Da sitzen sie an meiner Tafel! Die Eifersucht hat sich in der Nähe der Liebe einen Platz gesucht. Freizügigkeit und Geiz rücken lieber auseinander. Ungeduld und Gleichmut schauen sich prüfend an. Wer hält es länger aus? Hunger und Gier balgen sich um das Dessert.
Die Langeweile gähnt die Unruhe an, die längst einen Stuhl weiter rücken möchte. Mitgefühl und Mitleid treten in Konkurrenz. Die Zufriedenheit sitzt mit der Stille eng zusammen; sie mögen sich, das kann man sehen. Die Wut kann sich nicht beherrschen und brüllt der Sanftmut ihre Untreue ins Gesicht.
Die Hoffnung flüstert der Verliebtheit zärtlich ins Ohr: „Oh, wie gut steht dir dein rosarotes Kleid.

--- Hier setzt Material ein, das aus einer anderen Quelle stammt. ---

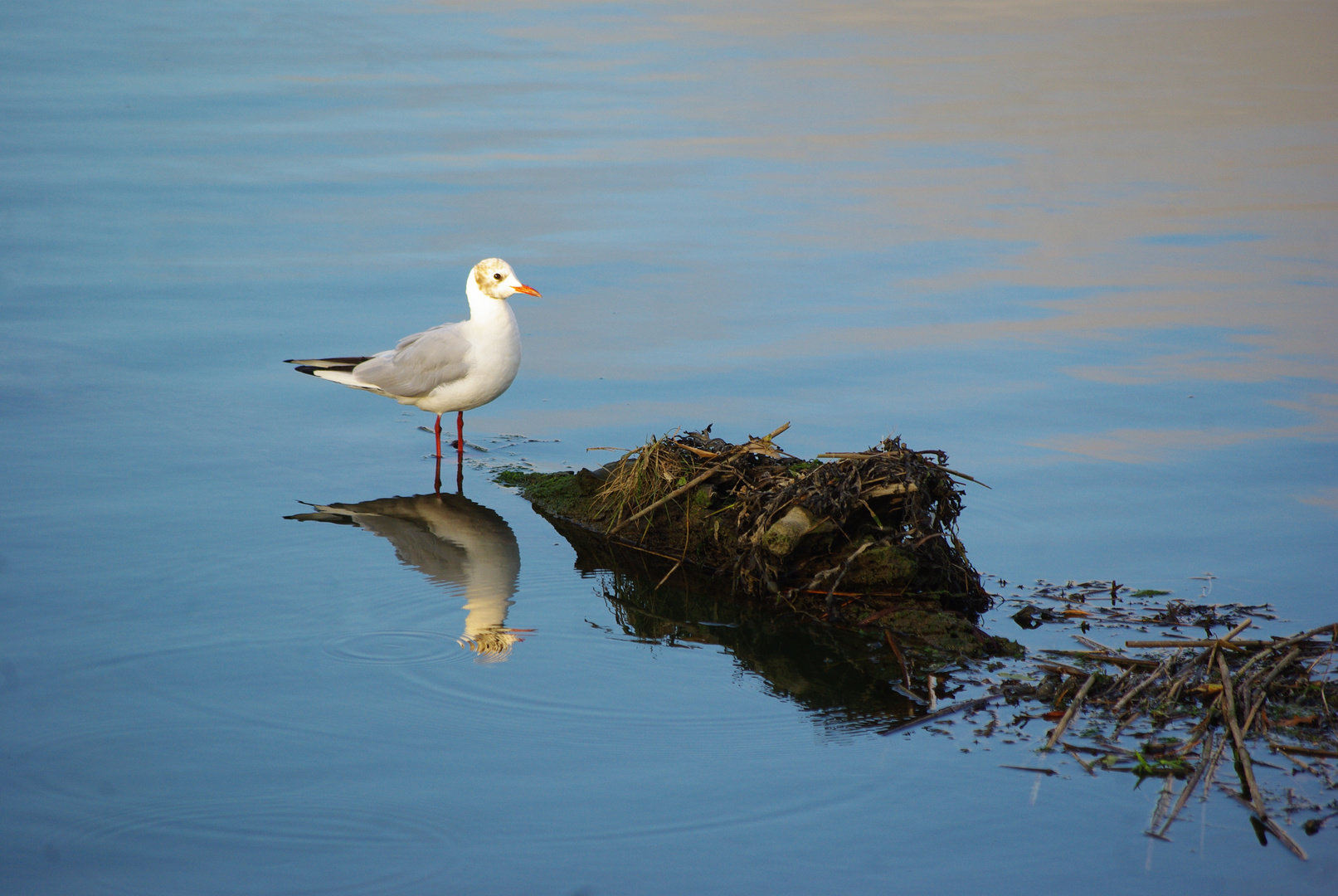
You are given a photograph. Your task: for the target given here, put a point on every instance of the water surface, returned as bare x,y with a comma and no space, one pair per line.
1084,248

Ich werde dich lieben alle Zeit!“ Die Gleichgültigkeit zeigt Desinteresse und reicht der Empathie nicht mal die Hand. Das Leid sieht niemand gerne kommen, keiner möchte sein Nachbar sein. Dann erbarmt sich die Verlassenheit und hüllt es ein in Schweigen.
Ich sehe die Verletztheit mit der Empfindlichkeit diskutieren, wer denn wohl die Sensiblere sei. Unwissenheit und Dummheit streiten, wer von beiden die Klügere wäre. Die Schwäche ergreift die Hand der Kraft. Zusammen betreten sie den Raum, alleine hätte sie es nicht geschafft.

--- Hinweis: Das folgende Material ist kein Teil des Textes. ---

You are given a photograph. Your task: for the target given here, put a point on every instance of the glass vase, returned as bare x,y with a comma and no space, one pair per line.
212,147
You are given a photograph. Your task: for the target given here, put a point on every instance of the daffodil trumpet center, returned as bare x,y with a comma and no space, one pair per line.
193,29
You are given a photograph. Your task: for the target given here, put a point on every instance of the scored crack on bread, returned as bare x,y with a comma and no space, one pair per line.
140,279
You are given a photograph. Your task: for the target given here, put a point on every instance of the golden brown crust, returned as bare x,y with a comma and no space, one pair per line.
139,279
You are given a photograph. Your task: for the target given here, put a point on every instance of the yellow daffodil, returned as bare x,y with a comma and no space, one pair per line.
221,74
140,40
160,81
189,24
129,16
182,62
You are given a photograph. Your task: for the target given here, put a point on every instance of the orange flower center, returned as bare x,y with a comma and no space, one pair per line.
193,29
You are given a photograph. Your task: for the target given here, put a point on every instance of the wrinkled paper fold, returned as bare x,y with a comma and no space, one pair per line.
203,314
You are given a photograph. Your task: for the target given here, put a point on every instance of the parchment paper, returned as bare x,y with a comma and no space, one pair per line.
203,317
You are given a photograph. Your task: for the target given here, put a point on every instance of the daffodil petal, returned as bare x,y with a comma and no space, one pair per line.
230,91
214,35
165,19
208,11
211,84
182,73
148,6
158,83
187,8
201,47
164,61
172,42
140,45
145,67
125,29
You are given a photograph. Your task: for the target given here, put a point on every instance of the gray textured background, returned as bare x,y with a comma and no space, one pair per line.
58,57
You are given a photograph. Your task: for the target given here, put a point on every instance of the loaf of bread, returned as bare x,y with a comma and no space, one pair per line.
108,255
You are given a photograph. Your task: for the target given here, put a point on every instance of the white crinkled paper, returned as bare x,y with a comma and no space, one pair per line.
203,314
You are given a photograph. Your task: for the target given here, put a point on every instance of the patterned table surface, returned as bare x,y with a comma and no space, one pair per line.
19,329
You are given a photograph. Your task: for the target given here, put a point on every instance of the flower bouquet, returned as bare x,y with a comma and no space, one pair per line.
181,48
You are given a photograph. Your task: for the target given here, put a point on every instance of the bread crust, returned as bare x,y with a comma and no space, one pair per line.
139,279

Die Kälte wärmt sich am Kerzenlicht. Der Kummer, ganz verstummt, pflegt keinerlei Unterhaltung. Sein Bruder Schmerz versucht sich zu verbergen, doch die Teilnahme hat ihn bereits entdeckt und den Trost gleich mitgebracht.
Der Jähzorn schaut mal hier, mal dort vorbei und fürchtet sich vor Unterdrückung. Hass und Neid verbrüdern sich verdeckt, vor allen Blicken. Die Begierde kann ihre Augen nicht von der Lüge lassen, so hübsch wirkt sie in ihrem schillernden Gewand.
Der Mut tanzt mit der Verrücktheit einen schnellen Reigen. Die Feigheit dagegen lehnt mit dem Zweifel an der Wand. Die Ausgelassenheit bekommt vom vielen Lachen Schluckauf. Die Enthaltsamkeit sitzt mit der Traurigkeit am Rand.
Toleranz und Brüderlichkeit umarmen sich erfreut. Ehrlichkeit und Offenheit gehen Hand in Hand. Die Vernunft beklagt sich bitterlich über kalte Füße. Die Spontaneität tanzt wie ein Wirbelwind, um alle zu begrüßen.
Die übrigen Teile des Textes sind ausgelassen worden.